Yadong Yin, a chemistry professor at the University of California along with his colleagues have invented this paper in an effort to help reduce the impacts of paper production on deforestation.
Yin in his discovery, created nanoparticles, with the help of titanium oxide, which is normally used in white wall paint and dye prussian blue (a dark blue color that is artificially made). This mixture is then applied on the normal paper.
After this coating is exposed to UV light, electrons from titanium oxide move to the dye in the nanoparticle which in turn, makes the blue dye turn white.
Yin in an interview said, “The greatest significance of our work is the development of a new class of solid-state photoreversible color-switching system to produce an ink-free light-printable rewritable paper that has the same feel and appearance as conventional paper, but can be printed and erased repeatedly without the need for additional ink.”
By focusing the UV light into shapes, white words can be printed on a blue background and blue words on a white background, which are trouble-free to read.
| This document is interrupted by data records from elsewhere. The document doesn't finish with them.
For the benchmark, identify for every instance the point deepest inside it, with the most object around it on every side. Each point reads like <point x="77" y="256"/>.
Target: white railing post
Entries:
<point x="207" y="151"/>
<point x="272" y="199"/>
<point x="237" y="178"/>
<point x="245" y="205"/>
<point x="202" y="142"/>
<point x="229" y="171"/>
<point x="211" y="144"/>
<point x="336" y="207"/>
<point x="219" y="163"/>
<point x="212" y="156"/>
Furthermore, the light-printable paper can be erased by heating the paper to 120 degree Celsius (250 degree Fahrenheit) for ten minutes. If left alone for five days, the paper changes back to its original state.
This light-printable paper is not only an ink-free paper that can be printed with UV light, but, the researchers say it’s less expensive than conventional paper because, it uses cheap and readily available chemicals which makes it more likely to become a commercial product.
“Our work is believed to have enormous economic and environmental merits to modern society”, Yin further added.